The transformative potential of organisations working together at a neighbourhood level to meet local needs has never been clearer.

Before the crisis hit, the Community Network initiated a project to capture the successes and share the learning from areas where local service integration was already well underway.

Delivering integrated care at neighbourhood level

This briefing forms part of a series published as part of this Neighbourhood Integration Project. With funding from NHS England and Improvement, the project focuses on how long-standing local partnerships have resolved the operational challenges that so often hold back the integration agenda.

A member survey carried out by the Community Network found that the need to develop frameworks for integrated governance was one of the four main barriers to more seamless care at the local level. This briefing focuses on how organisations in Hull, Worcestershire and Newcastle have found ways to overcome this barrier and establish effective governance arrangements for their local partnerships.

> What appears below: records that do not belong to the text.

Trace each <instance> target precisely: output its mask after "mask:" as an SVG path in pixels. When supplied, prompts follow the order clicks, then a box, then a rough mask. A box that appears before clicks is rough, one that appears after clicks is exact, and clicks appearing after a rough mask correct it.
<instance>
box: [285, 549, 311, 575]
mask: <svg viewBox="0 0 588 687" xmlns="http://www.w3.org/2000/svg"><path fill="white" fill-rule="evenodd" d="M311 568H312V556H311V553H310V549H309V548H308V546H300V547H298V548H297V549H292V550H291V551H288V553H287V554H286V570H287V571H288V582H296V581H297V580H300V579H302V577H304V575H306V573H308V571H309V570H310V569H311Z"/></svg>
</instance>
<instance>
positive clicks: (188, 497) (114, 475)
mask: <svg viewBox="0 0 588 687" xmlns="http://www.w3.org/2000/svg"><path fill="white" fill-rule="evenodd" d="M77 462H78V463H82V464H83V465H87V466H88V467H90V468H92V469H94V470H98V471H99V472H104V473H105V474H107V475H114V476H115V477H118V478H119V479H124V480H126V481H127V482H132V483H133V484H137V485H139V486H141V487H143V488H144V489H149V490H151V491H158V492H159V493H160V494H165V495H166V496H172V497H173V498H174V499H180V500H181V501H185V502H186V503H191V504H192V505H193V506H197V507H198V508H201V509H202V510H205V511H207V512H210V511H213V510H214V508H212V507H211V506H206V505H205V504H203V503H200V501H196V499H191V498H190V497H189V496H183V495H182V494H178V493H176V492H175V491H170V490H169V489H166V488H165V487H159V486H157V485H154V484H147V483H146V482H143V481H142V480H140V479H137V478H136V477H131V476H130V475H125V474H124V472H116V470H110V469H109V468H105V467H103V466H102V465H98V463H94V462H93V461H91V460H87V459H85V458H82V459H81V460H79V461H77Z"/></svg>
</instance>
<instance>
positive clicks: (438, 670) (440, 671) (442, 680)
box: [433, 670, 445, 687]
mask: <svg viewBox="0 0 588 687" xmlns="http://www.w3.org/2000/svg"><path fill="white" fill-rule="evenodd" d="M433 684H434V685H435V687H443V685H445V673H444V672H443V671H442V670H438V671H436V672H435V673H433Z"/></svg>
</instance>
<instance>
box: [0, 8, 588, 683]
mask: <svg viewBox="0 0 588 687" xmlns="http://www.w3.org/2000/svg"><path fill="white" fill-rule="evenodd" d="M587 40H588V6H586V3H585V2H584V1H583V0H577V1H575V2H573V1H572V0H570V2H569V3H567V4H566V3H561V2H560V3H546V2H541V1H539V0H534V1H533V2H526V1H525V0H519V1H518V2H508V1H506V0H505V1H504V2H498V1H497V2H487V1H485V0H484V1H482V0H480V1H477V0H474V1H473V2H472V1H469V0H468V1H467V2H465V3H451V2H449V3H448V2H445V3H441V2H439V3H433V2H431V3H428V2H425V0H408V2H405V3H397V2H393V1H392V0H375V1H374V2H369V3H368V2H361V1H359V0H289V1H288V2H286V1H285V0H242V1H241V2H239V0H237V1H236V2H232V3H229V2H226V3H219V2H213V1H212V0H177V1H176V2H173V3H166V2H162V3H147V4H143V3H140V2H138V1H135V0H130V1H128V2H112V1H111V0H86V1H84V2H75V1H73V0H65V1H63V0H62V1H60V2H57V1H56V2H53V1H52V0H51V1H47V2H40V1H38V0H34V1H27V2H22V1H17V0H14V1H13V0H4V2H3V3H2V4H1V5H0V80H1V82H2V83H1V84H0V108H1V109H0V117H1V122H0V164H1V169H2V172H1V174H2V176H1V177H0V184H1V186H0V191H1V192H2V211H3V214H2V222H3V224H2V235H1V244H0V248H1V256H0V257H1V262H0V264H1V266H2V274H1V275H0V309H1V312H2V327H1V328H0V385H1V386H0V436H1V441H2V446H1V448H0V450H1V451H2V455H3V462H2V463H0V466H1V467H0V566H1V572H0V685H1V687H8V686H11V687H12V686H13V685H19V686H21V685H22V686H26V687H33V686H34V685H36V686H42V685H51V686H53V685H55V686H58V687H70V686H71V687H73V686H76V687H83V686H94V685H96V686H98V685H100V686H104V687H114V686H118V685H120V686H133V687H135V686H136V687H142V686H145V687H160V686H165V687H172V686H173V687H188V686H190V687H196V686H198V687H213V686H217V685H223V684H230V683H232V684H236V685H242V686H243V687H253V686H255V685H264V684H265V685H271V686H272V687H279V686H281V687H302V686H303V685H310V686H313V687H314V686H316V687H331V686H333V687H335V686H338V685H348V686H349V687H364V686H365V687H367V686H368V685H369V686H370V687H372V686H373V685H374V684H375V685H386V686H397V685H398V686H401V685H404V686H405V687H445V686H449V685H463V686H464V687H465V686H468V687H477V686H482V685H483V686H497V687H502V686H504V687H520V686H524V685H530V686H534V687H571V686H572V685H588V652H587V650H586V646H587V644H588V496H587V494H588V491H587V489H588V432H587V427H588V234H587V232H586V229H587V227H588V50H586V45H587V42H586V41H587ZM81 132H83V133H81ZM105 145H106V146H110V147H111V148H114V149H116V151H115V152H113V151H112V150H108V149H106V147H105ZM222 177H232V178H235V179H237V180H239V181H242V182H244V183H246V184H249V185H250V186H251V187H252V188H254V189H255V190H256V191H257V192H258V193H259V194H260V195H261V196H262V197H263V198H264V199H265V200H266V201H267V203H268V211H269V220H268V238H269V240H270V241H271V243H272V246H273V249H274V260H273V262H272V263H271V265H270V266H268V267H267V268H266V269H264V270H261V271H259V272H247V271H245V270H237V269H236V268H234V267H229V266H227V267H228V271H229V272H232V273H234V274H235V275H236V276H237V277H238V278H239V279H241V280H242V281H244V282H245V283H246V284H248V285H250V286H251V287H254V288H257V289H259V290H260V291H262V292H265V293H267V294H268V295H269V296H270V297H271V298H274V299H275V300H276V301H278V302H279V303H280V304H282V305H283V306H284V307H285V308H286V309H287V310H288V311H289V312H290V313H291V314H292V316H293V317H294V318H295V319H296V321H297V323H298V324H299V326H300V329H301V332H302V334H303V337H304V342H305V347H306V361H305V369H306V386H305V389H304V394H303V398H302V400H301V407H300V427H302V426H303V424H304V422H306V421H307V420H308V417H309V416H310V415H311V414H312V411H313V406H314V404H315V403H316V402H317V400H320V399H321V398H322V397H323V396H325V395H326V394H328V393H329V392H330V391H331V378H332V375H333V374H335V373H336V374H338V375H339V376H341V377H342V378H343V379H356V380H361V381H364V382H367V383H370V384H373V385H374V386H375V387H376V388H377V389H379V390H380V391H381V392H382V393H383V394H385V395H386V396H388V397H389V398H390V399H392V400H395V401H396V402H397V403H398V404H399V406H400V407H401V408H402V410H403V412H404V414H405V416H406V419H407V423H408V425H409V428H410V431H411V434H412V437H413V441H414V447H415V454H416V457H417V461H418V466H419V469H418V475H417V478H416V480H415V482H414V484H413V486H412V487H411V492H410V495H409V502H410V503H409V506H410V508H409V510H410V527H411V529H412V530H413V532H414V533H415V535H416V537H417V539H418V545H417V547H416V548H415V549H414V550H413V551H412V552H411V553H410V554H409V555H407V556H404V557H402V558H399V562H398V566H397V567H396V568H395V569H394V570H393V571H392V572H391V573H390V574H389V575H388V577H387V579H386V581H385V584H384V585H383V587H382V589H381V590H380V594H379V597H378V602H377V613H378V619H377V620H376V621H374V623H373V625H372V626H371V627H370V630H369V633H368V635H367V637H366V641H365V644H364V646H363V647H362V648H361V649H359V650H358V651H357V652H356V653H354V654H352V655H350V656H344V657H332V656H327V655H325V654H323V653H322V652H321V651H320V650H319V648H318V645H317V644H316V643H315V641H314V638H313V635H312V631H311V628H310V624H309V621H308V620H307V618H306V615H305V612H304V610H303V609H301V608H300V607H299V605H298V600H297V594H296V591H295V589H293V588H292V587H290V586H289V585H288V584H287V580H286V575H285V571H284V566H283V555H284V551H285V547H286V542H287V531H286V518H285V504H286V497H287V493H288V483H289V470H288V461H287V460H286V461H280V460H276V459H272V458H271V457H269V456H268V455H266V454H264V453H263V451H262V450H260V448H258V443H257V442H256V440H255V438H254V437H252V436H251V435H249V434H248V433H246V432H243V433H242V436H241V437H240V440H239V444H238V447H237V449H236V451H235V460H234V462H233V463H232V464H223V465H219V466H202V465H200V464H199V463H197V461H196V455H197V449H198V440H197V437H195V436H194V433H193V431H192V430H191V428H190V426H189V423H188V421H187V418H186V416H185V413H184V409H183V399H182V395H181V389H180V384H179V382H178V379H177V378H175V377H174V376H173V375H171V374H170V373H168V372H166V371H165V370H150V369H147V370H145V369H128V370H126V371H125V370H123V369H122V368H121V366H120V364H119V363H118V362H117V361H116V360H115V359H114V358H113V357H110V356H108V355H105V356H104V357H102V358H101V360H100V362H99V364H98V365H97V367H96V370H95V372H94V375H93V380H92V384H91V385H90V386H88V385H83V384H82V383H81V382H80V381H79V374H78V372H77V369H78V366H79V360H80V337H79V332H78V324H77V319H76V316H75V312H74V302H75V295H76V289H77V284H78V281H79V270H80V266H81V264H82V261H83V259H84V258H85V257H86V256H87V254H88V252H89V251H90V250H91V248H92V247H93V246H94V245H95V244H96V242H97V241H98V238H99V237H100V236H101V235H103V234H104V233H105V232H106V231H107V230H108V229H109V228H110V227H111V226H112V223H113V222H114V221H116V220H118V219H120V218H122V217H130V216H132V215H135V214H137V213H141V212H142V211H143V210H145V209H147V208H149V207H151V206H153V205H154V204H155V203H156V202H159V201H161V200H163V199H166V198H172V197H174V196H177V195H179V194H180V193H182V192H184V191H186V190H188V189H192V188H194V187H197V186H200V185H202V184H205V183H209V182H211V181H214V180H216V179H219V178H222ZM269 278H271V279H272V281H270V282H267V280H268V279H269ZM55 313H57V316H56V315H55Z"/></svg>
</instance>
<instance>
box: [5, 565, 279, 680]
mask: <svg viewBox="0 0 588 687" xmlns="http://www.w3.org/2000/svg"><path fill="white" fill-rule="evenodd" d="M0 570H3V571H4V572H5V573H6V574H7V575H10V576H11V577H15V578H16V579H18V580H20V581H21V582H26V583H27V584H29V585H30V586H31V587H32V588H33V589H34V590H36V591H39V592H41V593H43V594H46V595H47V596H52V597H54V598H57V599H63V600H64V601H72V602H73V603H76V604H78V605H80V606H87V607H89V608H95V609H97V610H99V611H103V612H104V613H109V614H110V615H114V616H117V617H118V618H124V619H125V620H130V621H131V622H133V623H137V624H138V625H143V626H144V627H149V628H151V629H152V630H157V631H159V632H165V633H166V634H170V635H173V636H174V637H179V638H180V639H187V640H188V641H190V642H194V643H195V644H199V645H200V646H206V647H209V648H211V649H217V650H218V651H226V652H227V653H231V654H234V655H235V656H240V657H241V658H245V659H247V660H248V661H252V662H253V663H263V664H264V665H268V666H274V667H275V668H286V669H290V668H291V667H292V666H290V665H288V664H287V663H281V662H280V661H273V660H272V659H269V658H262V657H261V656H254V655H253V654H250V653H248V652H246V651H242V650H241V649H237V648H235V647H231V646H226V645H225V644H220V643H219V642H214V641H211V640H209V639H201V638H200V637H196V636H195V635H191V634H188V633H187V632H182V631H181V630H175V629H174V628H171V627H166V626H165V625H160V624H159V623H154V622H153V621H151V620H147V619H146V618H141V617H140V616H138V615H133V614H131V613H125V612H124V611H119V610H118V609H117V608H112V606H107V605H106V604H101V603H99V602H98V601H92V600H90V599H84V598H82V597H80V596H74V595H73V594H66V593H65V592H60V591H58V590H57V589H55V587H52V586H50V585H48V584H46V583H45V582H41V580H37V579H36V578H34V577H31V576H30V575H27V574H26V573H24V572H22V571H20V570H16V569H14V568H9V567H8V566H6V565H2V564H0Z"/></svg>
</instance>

The case studies in this briefing were written before the pandemic, with all the change that has brought about, not least the move to digital ways of working. However, as the NHS faces unprecedented pressures not just to recover but reset how services are delivered, we hope they are still a timely way of sharing the practical strategies health and care organisations have already used to deliver more joined-up care.

This Community Network project is supported by NHS Providers, the NHS Confederation, the National Association of Primary Care, the Association of Directors of Adult Social Services and the Association of Ambulance Chief Executives.